Holden Thorp, the editor in chief of Science and a former university chancellor and provost, told me that many schools could weather these disruptions without issue: A university with a big hospital, for example, might use clinical revenue to offset uncompensated research costs. But some schools could be destabilized by even a small-scale interference with the flow of agency grants, and most research institutions would be thrown into at least some disarray.

An extended pause on grant funding isn’t happening, or at least not yet. And Thorp said that panic isn’t a useful response to whatever is happening at the NIH. It’s totally understandable for researchers, students, and administrators to be unnerved, he said, but there are many possible explanations, and “it’s best to keep calm and carry on.” My own university, Washington University in St. Louis, made the same suggestion in a statement sent to faculty from the vice chancellor for research. It read, in part, “While these disruptions are frustrating, they are occurring government-wide and are not focusing on university research activities or targeting specific scientific disciplines.”

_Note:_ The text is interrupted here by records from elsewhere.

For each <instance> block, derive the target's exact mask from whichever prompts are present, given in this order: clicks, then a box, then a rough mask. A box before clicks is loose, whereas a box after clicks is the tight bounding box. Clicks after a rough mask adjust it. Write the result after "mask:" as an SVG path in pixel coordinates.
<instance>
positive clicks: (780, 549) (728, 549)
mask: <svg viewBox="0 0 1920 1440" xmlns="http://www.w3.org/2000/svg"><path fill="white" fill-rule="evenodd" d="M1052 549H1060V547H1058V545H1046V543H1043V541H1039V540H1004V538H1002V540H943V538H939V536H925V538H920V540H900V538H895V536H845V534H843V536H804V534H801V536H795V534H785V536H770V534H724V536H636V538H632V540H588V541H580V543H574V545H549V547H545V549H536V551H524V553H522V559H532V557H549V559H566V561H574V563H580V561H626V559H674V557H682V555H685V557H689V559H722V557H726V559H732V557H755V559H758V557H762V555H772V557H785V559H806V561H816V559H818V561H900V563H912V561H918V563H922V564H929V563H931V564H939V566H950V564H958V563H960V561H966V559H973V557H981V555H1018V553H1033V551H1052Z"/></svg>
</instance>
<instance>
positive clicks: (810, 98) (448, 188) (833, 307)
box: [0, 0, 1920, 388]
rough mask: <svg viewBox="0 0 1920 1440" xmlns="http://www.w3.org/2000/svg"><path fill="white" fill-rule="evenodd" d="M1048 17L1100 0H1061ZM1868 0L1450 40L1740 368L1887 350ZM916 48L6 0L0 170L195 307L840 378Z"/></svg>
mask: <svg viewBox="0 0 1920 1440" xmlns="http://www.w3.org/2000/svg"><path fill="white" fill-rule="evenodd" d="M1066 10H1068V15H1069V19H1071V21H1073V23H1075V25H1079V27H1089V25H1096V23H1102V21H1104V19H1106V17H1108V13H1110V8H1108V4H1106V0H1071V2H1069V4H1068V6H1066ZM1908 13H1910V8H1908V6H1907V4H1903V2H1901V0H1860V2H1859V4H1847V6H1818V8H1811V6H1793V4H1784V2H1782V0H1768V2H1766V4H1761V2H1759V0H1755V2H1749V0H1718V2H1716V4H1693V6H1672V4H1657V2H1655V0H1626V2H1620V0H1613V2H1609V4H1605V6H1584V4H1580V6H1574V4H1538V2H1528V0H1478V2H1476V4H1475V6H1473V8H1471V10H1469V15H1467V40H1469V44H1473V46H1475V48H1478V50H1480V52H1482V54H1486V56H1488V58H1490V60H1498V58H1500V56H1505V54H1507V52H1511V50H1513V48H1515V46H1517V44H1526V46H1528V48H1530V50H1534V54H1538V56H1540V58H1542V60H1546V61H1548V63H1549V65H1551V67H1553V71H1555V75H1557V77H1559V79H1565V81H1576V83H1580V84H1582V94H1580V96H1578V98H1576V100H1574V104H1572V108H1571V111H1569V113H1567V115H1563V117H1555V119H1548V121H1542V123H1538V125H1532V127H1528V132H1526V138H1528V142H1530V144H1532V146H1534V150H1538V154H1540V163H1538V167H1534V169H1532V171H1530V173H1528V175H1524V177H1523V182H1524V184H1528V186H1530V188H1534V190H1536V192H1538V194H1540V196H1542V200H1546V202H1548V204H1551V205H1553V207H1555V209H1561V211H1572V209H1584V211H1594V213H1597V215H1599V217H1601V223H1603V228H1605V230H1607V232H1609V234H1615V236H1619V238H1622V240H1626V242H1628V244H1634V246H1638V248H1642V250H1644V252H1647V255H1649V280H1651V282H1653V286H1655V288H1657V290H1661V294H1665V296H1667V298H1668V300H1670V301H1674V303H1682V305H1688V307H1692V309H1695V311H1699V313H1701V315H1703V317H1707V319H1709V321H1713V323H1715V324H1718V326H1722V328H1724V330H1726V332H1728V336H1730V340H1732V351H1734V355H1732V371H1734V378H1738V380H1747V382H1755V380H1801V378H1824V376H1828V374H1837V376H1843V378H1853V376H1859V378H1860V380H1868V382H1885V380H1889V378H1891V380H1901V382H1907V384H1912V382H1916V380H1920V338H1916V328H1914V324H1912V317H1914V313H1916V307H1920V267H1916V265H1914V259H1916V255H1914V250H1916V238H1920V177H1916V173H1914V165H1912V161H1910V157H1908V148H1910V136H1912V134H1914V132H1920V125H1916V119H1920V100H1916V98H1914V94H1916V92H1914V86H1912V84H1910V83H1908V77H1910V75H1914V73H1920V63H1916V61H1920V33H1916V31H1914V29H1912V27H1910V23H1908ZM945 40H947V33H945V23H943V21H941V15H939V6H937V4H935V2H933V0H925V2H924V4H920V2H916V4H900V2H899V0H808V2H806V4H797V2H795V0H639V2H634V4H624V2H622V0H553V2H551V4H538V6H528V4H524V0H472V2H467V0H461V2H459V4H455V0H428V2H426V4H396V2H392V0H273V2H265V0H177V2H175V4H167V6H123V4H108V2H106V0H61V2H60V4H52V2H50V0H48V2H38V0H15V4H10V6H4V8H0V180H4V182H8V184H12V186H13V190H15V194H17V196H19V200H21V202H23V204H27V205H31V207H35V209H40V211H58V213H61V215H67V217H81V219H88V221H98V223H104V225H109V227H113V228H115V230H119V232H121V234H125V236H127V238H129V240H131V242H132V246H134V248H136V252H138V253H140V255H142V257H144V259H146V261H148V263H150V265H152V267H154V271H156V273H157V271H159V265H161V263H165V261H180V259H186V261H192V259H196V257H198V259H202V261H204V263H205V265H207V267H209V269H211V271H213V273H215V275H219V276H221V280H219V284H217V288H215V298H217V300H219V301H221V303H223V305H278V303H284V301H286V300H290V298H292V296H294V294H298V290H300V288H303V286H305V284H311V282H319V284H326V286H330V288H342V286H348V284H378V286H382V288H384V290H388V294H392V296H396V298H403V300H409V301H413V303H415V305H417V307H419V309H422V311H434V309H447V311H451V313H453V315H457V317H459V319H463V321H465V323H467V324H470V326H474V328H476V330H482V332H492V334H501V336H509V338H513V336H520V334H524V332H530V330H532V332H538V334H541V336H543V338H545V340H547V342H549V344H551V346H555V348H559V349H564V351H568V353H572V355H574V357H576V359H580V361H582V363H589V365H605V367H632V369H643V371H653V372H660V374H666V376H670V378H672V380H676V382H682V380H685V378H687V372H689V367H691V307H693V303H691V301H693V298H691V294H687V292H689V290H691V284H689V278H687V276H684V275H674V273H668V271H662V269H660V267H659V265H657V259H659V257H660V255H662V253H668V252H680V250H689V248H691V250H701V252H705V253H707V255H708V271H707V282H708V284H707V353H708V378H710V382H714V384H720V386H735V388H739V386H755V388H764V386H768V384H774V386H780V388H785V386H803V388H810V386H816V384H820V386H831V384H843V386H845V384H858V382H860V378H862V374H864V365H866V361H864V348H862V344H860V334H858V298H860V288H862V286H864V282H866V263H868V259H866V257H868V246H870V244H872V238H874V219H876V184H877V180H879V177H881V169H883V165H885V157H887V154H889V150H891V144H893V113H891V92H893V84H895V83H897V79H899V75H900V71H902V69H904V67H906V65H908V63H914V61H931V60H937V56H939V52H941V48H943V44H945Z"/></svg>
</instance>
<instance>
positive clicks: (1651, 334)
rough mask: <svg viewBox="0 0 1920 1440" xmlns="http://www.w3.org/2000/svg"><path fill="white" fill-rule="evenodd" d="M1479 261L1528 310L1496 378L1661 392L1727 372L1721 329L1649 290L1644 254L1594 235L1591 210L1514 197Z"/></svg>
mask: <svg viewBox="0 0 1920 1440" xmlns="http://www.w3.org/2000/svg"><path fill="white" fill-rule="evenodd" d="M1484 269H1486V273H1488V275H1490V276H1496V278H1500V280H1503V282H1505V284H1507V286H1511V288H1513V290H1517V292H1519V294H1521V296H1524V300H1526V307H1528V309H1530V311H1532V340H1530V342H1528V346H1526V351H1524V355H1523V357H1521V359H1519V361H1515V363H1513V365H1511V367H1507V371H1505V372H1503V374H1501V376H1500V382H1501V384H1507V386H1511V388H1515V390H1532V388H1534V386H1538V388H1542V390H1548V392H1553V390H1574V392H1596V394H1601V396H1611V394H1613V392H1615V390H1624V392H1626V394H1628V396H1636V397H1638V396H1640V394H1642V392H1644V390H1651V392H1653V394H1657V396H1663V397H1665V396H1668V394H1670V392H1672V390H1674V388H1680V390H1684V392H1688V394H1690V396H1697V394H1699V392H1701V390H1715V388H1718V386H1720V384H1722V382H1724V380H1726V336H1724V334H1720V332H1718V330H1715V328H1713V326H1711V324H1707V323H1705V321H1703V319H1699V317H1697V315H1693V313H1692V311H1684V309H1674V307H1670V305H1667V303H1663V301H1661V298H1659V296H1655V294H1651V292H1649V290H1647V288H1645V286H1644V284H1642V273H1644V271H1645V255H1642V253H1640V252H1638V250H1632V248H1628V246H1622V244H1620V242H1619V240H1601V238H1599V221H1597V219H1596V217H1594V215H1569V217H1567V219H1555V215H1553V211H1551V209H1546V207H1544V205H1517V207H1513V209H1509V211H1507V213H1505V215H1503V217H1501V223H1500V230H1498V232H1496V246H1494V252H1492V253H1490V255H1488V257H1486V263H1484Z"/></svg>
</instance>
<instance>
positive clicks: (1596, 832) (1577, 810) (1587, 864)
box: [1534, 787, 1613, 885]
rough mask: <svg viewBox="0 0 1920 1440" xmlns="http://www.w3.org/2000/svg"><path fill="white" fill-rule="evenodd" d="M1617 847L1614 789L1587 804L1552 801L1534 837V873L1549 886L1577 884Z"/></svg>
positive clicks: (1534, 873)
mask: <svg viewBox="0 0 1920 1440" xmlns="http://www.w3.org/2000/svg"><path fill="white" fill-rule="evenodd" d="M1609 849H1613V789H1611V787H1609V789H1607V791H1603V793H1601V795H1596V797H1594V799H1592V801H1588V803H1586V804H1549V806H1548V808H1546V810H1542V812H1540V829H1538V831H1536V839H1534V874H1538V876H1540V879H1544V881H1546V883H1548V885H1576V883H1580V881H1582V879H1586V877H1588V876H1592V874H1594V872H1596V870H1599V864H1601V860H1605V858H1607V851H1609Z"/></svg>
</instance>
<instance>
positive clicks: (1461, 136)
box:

But the NIH freak-out may have less to do with the present disruption (however long it lasts) than with what it signifies. If the viability of university research, and of universities themselves, can be so upended by a disarrangement of a single unit of the Department of Health and Human Services, then what might be coming next? Donald Trump’s nominee to run the NIH, Jay Bhattacharya, has floated the idea of linking grants to measures of free speech on campus, according to The Wall Street Journal. And Trump’s executive orders have already made clear that any federal grantee will have to answer for its own DEI initiatives. The Trump administration has many bones to pick with higher education, and it seems willing to abide—and even encourage—whatever chaos those squabbles may produce. The present situation might be a fluke, or it might be a test.